A Câmara planeja votar na quarta-feira uma resolução que desaprova os esforços do governo Trump para bloquear a divulgação da denúncia e a necessidade de proteger o denunciante.
"Este não é um assunto partidário, trata-se da integridade de nossa democracia, do respeito pelo Estado de direito e da defesa de nossa Constituição", disse Pelosi e a líder da maioria na Câmara, o democrata Steny H. Hoyer, em comunicado.
Processos de impeachment na História
Apenas três vezes na história dos EUA a Câmara dos Representantes buscou formalmente o impeachment de um presidente. A absolvição do presidente Andrew Johnson pelo Senado em 1868, no tumulto pós-Guerra Civil, reformulou a relação entre o Congresso e a presidência.
A decisão do presidente Richard Nixon de renunciar em 1974, em vez de enfrentar o impeachment na Câmara, desencadeou anos de reforma do governo e a eleição do presidente democrata Jimmy Carter em 1976.
A reação negativa dos eleitores contra o impeachment do presidente Bill Clinton, que também não foi afastado do cargo pelo Senado, trouxe ganhos para os democratas na Câmara em 1998 e levou à renúncia do líder republicano Newt Gingrich.
Como em cada um desses casos, os democratas agora têm pouca esperança de que Trump seja removido do cargo pelo Senado, caso ele sofra impeachment na Câmara. Os republicanos controlam a câmara alta, que teria que condená-lo com uma margem de dois terços. Desde as divulgações sobre a Ucrânia, apenas um único republicano, o senador Mitt Romney, chegou ao ponto de considerar as ações do presidente potencialmente "preocupantes ao extremo".
O líder da maioria no Senado, o republicano Mitch McConnell, se recusou a dizer na terça-feira o que faria se a Câmara votasse pelo impeachment.

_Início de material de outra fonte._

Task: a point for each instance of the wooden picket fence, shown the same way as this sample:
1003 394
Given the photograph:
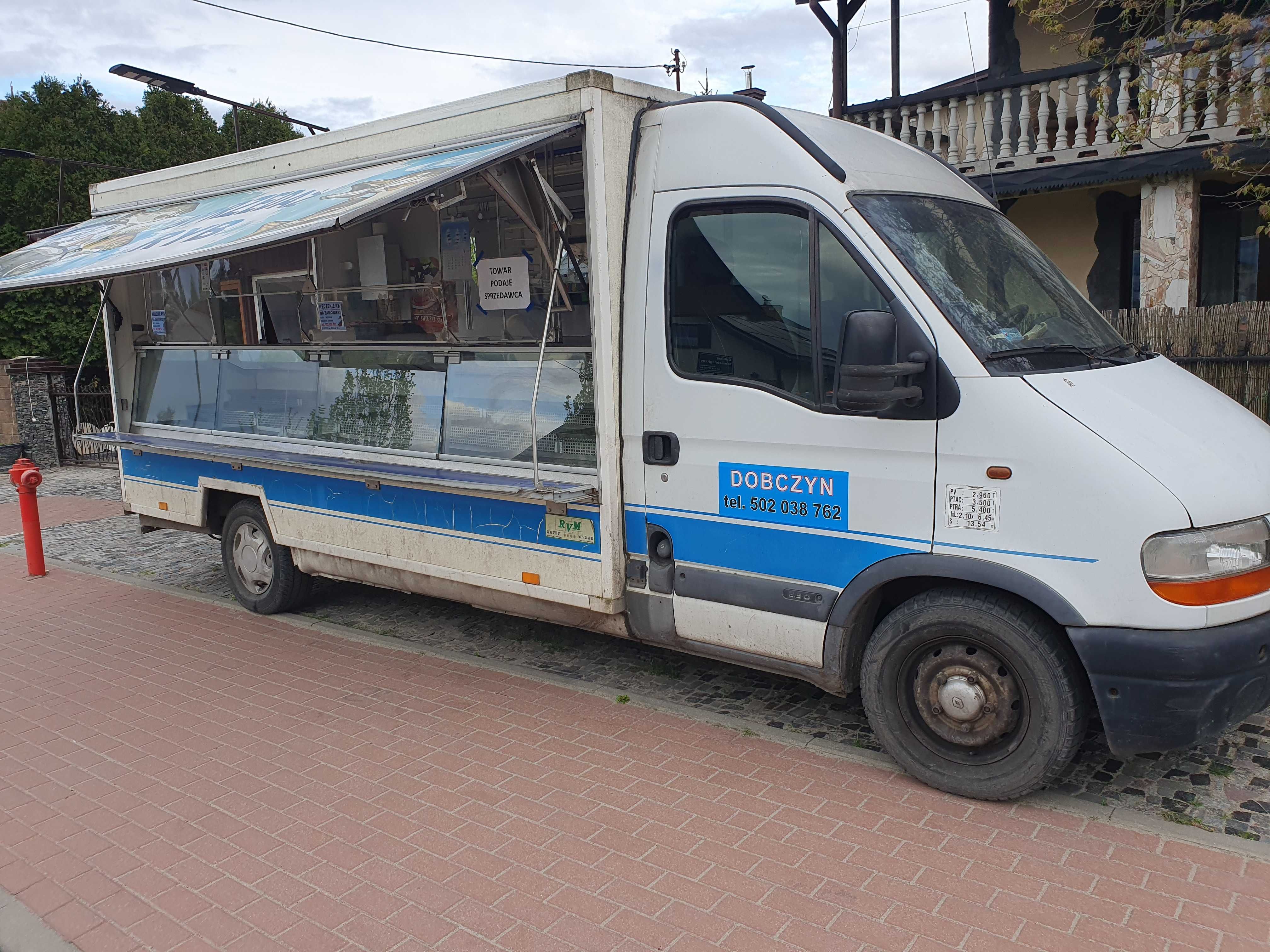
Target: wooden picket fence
1227 346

Na Câmara, uma parcela de democratas que já haviam se posicionado contra o impeachment vem se manifestando a favor do impeachment nas últimas 48 horas. Esse total agora já passa de 160, entre 235, de acordo com uma análise do Washington Post.
O deputado John Lewis, um membro influente da sua bancada, foi um dos democratas a apoiar o impeachment na terça-feira. O democrata da Geórgia, um forte crítico de Trump e aliado próximo de Pelosi, se recusou por meses a considerar o impeachment por respeito à líder da Câmara.
"Chega um momento em que você deve ser movido pelo espírito da história para tomar medidas para proteger e preservar a integridade de nossa nação. Acredito, acredito realmente, que chegou a hora de iniciar um processo de impeachment contra esse presidente", Lewis disse na Câmara. "Demorar mais ou agir de outra maneira trairia o fundamento de nossa democracia".
Pelosi estava considerando a criação de um comitê selecionado para conduzir o inquérito, mas decidiu o Comitê Judiciário da Câmara, que tem a autoridade necessária, ficará responsável pela investigação.
Pelosi havia relutado em apoiar o impeachment, resistindo à medida extraordinária por meses, apesar da pressão da base progressista do partido e de vários pré-candidatos do partido à presidência em 2020. Ela argumentava que nem o público e nem o Partido Republicano, que controla o Senado, apoiam o impeachment e que dar seguimento ao assunto poderia ter custos políticos para os democratas moderados que ajudaram a dar maioria à Câmara no ano passado.